Pariah illustrates this concept beautifully by contrasting characters’ experiences. Alike and her best friend, Laura, provide one such contrast. While the two both take on a more “butch” presentation of gender as part of their lesbian identities, Laura’s experience within the black lesbian community differs dramatically from Alike’s. When the two regularly visit a lesbian club together, Laura appears more comfortable in these surroundings than Alike, who seems uncomfortable in the raw club environment where the expressions of sexuality are very overt (see the trailer for examples). Part of this difference between the girls seems to be in personality, with Alike clearly more introverted than the extroverted Laura.
But the girls also differ dramatically in terms of class, with Alike’s family firmly in the middle-class and Laura’s is more working-class. So, even though both girls’ mothers reject them, they experience their exile in different ways: Laura must move in with her sister, barely scraping by financially but able to earn her GED, while Alike joins an early college program at UC Berkeley. As a result, the class-based opportunities and means impact the survival strategies that each girl develops.
Gender also complicates representations of identity within the film. Alike’s more masculine presentation seems to alarm her mother, Audrey, as much as her sexuality. Bina, in contrast, effectively evades detection because of her conventional femininity. To be clear, Bina never identifies as a lesbian in the film, but her affection toward Alike suggests at least some genuine same-sex attraction. In short, Bina’s femininity gives her the privilege to more freely explore these feelings without punishment from her parents. It’s also her femininity that enables her to so easily disavow her attraction to Alike–she can more easily slip back into a traditional, heterosexual identity, as evidenced by a brief suggestion in the film that Bina reunites with a boyfriend shortly after her tryst with Alike. Gender, then, becomes as important to Alike’s difficulties with her family as does her sexuality.

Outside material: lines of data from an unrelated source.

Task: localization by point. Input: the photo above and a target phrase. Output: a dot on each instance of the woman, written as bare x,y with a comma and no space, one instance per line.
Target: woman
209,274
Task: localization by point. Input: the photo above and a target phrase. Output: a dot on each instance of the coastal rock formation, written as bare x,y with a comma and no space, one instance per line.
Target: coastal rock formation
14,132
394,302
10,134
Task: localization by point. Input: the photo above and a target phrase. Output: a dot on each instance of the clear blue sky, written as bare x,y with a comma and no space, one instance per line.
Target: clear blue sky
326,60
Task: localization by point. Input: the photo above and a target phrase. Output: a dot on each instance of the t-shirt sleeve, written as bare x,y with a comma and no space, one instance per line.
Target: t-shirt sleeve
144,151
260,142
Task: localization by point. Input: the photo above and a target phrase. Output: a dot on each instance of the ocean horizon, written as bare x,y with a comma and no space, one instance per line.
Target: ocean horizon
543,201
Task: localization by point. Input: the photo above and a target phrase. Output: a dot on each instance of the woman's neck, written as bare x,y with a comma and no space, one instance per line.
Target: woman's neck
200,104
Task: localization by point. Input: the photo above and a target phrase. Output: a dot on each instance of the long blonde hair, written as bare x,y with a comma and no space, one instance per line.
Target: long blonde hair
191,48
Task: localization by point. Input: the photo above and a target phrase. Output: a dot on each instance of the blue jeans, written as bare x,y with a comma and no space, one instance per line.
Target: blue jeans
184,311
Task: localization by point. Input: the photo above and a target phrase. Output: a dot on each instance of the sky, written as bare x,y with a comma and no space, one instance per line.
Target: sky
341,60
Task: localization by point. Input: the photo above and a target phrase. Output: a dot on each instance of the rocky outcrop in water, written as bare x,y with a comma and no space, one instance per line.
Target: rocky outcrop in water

Yet, race is another important factor in the film. The filmmakers draw from a long literary and film history of black “queer” artists, a fact signaled by an opening quotation from an Audre Lorde poem. Rees acknowledges the importance of this literary tradition in her own development, saying “I immersed myself in Alice Walker, Toni Cade Bambara and Toni Morrison — all this womanist literature,” and that “reading made me feel like I was OK, like I wasn’t alone.” Pariah, as a result, is rooted in a black womanist ethos.
Pariah‘s willingness to explore race, sexuality, gender, and class, makes it more than just a coming-of-age coming-out film. It reminds the viewer of the interesectional nature of identity and the challenges of being true to yourself in a similarly complex world.